坪内祐三著「新書百冊」(新潮新書/古書400円)は、知の宝庫ともいうべき新書のジャングルに分け入り、向学心に燃えていた若き日の著者が出会った新書100冊をセレクトして紹介した本です。

「自らの意志で新書本を読みはじめた頃」、「新書がどんどん好きになっていった予備校時代」、「新書で読んだ読書ガイドと読書法と書斎の話」、「講談社現代新書のアメリカ文化物は充実していた」、「やがて来るニューアカ・ブームを前に」、「作家の書いた新書本とお勧めの伝記物」、「新書で近代日本の文化研究をする」の7章に分かれています。著者がその本に巡り合った、その時の環境なども書き込まれていて、肩のこらない新書案内に仕上がっています。

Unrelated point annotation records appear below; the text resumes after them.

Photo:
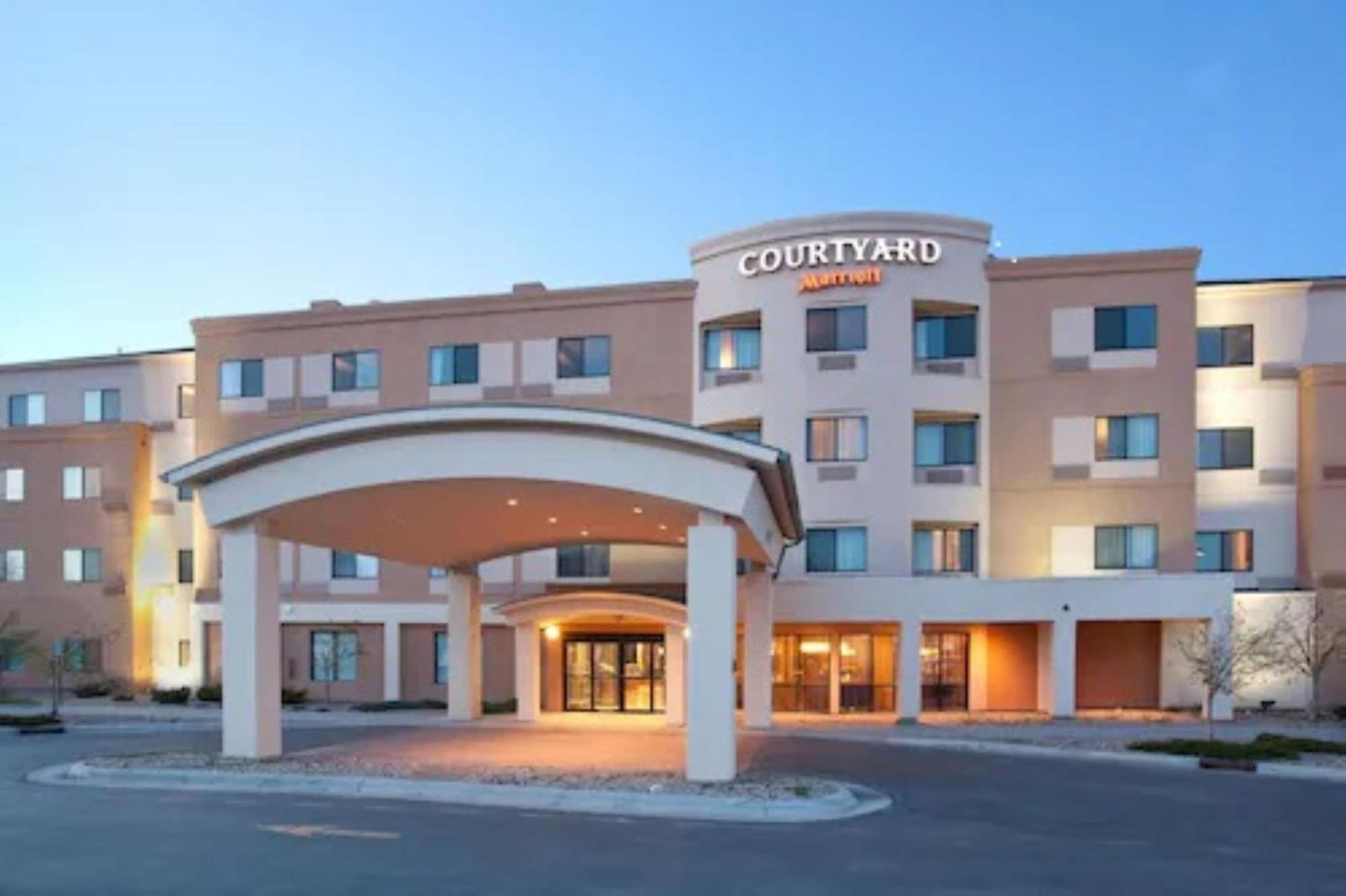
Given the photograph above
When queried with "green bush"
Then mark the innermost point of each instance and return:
(95, 688)
(170, 695)
(1216, 749)
(386, 706)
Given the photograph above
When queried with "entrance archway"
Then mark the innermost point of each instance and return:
(456, 486)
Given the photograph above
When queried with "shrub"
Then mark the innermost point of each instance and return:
(386, 706)
(95, 688)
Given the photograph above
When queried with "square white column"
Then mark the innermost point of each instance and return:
(527, 667)
(465, 645)
(392, 661)
(250, 590)
(758, 617)
(711, 607)
(1057, 683)
(675, 677)
(909, 673)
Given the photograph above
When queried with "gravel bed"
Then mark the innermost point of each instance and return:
(746, 786)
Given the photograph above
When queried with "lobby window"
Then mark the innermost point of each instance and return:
(581, 357)
(13, 564)
(79, 484)
(1226, 346)
(733, 349)
(1127, 548)
(242, 379)
(441, 657)
(349, 566)
(81, 564)
(454, 365)
(952, 337)
(29, 410)
(837, 550)
(186, 402)
(1226, 449)
(838, 439)
(1228, 551)
(837, 329)
(355, 371)
(333, 656)
(1131, 438)
(940, 550)
(947, 445)
(583, 562)
(1126, 328)
(103, 406)
(13, 485)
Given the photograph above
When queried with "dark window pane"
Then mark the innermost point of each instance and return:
(1239, 449)
(960, 443)
(570, 359)
(1142, 328)
(1110, 329)
(1239, 345)
(1211, 352)
(822, 330)
(851, 329)
(822, 551)
(1111, 548)
(466, 364)
(960, 337)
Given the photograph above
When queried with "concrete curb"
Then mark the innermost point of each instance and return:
(849, 801)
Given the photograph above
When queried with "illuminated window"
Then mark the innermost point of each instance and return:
(1134, 438)
(355, 371)
(838, 439)
(734, 349)
(454, 365)
(1228, 551)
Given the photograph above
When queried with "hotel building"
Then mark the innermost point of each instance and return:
(1044, 472)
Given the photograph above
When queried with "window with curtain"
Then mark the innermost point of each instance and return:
(952, 337)
(454, 365)
(733, 349)
(1126, 548)
(1126, 328)
(837, 329)
(1226, 346)
(947, 445)
(1231, 551)
(837, 550)
(1130, 438)
(1226, 449)
(838, 439)
(944, 550)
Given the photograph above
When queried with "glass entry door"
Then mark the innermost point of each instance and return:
(621, 673)
(944, 671)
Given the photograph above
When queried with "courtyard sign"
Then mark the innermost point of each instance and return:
(816, 254)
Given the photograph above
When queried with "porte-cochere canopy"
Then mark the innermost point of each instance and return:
(453, 486)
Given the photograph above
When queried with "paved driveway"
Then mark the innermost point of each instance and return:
(962, 824)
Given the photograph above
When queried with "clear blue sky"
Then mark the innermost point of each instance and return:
(161, 162)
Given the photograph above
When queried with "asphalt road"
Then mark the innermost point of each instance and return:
(962, 824)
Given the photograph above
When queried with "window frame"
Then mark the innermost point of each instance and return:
(453, 352)
(834, 329)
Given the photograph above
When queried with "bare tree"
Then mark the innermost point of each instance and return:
(1224, 656)
(1308, 642)
(17, 644)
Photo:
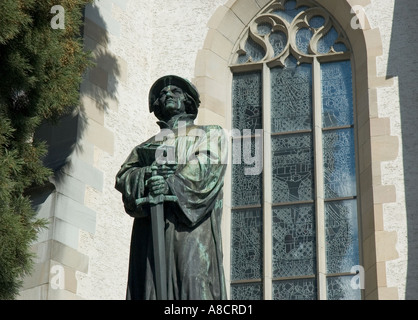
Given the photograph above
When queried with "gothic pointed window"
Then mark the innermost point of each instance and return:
(294, 223)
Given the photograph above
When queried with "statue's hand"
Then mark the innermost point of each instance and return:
(157, 186)
(166, 170)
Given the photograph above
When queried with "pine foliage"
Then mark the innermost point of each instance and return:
(41, 69)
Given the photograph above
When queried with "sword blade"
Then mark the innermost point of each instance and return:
(158, 239)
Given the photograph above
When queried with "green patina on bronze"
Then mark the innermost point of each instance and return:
(192, 184)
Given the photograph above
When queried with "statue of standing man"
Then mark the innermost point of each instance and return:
(190, 171)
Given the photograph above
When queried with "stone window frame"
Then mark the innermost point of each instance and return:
(213, 77)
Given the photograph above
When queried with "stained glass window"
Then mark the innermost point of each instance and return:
(294, 226)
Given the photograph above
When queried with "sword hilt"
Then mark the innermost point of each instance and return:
(158, 199)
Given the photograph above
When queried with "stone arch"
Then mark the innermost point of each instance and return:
(375, 144)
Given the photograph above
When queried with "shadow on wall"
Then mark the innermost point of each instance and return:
(403, 63)
(99, 85)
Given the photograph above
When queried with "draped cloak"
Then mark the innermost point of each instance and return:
(192, 224)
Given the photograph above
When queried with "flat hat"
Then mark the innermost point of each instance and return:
(172, 80)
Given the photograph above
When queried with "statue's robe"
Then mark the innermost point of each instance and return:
(192, 224)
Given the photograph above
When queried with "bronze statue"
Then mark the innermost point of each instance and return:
(178, 174)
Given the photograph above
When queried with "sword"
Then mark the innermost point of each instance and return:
(158, 239)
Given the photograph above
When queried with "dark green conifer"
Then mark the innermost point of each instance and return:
(41, 68)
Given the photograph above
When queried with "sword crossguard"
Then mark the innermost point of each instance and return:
(156, 200)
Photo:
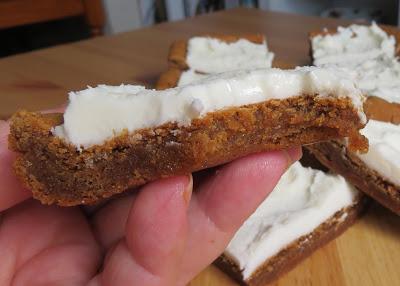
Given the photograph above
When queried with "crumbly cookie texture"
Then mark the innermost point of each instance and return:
(58, 173)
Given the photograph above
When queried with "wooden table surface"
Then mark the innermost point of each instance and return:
(367, 254)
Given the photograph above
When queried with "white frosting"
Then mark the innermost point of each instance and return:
(210, 55)
(356, 43)
(190, 76)
(379, 77)
(303, 199)
(384, 149)
(96, 114)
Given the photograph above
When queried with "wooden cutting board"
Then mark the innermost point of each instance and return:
(368, 253)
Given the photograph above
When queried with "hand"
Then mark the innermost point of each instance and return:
(163, 234)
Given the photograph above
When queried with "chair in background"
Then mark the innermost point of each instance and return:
(14, 13)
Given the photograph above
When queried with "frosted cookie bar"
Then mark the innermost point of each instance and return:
(113, 138)
(221, 53)
(377, 172)
(306, 210)
(368, 53)
(201, 56)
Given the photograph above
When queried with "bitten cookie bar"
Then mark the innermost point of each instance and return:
(198, 57)
(220, 53)
(369, 53)
(114, 138)
(307, 209)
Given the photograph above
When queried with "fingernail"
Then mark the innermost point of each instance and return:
(293, 155)
(187, 194)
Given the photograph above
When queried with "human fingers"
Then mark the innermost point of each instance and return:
(46, 245)
(155, 236)
(11, 190)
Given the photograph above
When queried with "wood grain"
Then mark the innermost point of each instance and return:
(20, 12)
(367, 254)
(41, 79)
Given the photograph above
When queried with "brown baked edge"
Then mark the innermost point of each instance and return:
(178, 49)
(337, 158)
(169, 79)
(298, 250)
(57, 173)
(375, 107)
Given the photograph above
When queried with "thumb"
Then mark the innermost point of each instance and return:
(156, 234)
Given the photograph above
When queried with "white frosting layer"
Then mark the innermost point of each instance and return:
(96, 114)
(210, 55)
(378, 77)
(303, 199)
(356, 43)
(190, 76)
(384, 149)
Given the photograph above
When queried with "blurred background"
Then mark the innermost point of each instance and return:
(27, 25)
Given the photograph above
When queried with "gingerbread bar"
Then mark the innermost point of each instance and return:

例えば、高校時代にTVドラマで城山三郎原作の「落日燃ゆ」を見て、ひどく感銘を受け、原作を読み、物語の舞台となった東京裁判に興味をもち、中公新書「東京裁判」に出会います。「『落日燃ゆ」を読んだ私は物語として感銘を受けた。しかし、小嶋襄の『東京裁判』によって私は、物語ではなく、一つの歴史、つまり史実を知った。」

なんて幸せな本との出会いなんだろう、とこの一節を読んで思いました。また、1977年、岩波新書の黄版(表紙が黄色のもの)発行がスタートした時の気分をこう書いています。

「黄版が出たその五月の、十九歳の私の新鮮な気持ちを今でも忘れない。心地良い五月の陽差しの中、私は、早足で靖国通りと白山通りの交差点の角にある信山社(岩波ブックセンター)に向かう。」

そして、千円で三冊買える低価格の本をコンスタントに読んでいけば、「ただのつまらないサラリーマンにはならないだろう」と、豊かな将来へ広がるような希望を、当時の新書は持っていたと回想しています。

この本の中で、最も共感を持ったのは「講談社現代新書のアメリカ文化物は充実していた」です。坂下昇「アメリカン・スピリット」は、アメリカ文学、映画、音楽を理解するのに欠かせない周辺知識の宝庫でした。ここで紹介されている講談社現代新書はほぼ、大学時代に私も読んでいました。岩波新書に比べて、スマートなデザインと色合いも、お気に入りでした。

面白かったのは「作家の書いた新書本とお勧めの伝記物」です。安岡章太郎「アメリカ感情旅行」、大岡昇平「コルシカ紀行」など傑作が並んでいます。ここで紹介されている開高健の「声の狩人」という本は、初めて知りました。読んでみたいと思います。

本書の欠点を言えば、発行されたのが2003年なので、本の情報が古いことですが、逆に本書片手に古書店を回るのに最適な一冊かもしれません。